The party’s MPs are convinced of the latter.

They want a new leader and new direction, convinced British politics has forever moved on from major ideological divides into an era of managerial politics where the most plausible chief executive is most likely to claim Downing Street.

Corbyn and his fans think this managerialism is what has created the great wealth divide and is exactly what needs to be challenged with strong alternatives – none of which include a drift to yet more neo-liberal globalisation.

The story that’s being run is that the Tories are centrist while Labour dies on dogma.

It’s not true – Theresa May leads a highly dogmatic Conservative party.

It is against state ownership, for grammar schools and against the European Union.

These are not pragmatic positions but ideological ones.

We can’t say Corbyn is free of dogma but in contrast, he looks less rigid than his chief political opponent.

Often right

What’s more, he has the advantage of often being right.

Had Labour listened to Corbyn, the UK might not have gone to war with Iraq or attacked Libya.

The pressure to renew Trident wouldn’t be so great.

Hinkley Point, the nuclear folly on England’s south coast, would not have been given the green light.

This seems important – Corbyn himself may have acquired the loser image but history often proves him right.

Had his sceptical view of the EU prevailed, the dissatisfied voters in England may have had somewhere to go as Europe expanded from 12 members to 28 over the 1990s and 2000s.

People who wanted to be heard – who wanted to say globalisation was not working for them – might have found a home in a Labour Party that was pro-EU reform.

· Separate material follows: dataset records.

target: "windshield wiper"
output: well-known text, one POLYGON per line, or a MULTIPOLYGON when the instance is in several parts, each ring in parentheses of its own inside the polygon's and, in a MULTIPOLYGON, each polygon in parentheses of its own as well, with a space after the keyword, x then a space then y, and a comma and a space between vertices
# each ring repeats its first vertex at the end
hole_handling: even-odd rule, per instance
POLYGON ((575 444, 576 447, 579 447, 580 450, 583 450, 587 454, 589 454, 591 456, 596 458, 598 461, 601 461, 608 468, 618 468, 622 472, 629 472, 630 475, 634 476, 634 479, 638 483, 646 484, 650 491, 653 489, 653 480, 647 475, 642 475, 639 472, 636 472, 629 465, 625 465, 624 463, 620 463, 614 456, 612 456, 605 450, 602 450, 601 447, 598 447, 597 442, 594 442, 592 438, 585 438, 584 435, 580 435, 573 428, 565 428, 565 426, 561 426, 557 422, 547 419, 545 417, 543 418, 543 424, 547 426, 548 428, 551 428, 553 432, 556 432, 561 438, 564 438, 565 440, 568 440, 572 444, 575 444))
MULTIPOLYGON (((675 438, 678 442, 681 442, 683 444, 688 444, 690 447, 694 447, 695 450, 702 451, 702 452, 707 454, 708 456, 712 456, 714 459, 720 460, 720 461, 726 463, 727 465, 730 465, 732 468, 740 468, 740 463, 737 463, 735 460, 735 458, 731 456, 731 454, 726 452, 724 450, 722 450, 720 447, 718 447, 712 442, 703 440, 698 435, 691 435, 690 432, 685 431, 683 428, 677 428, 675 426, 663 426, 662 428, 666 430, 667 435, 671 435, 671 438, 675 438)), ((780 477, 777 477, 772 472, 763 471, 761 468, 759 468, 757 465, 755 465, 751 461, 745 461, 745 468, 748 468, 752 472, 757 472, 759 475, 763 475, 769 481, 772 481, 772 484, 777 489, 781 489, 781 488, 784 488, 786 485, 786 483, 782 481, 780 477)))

Perhaps this is all easy to observe with hindsight and no doubt some of Corbyn’s views appear tediously dogmatic – such as the anti-Zionism – but a world in which his views prevailed would be different and, quite possibly, better.

That’s why it is hard to like the Labour MPs desperately fighting for their job – too many appear too woolly to care for.

People who came in on Blair’s coat-tails not only have had their moment in the sun but also helped to burn the principles of the party.

They accuse Corbyn of outrageous extremities, when its not evident he espouses such radicalism.

Rather, the overwhelming impression of one year of Corbyn is that he has a fondness for the fundamentals of the left but quite a flexible view on how to achieve them.

In this he has a certain comradeship with Labour’s first leader, Keir Hardie.

Hardie was a man of the left but without dogma or rigid ideology.

The great Scots politician was more a champion – someone who fitted into the former Labour leader John Smith’s description of the movement as a “crusade”.

I don’t think Corbyn is right for Labour – he lacks the grace to lead a fractured party and has yet to develop a coherent political alternative.

But we do him and the anger of the people a disservice if we imagine him a tramp or a trickster. He is in search of a new world and those who laugh should ask themselves why.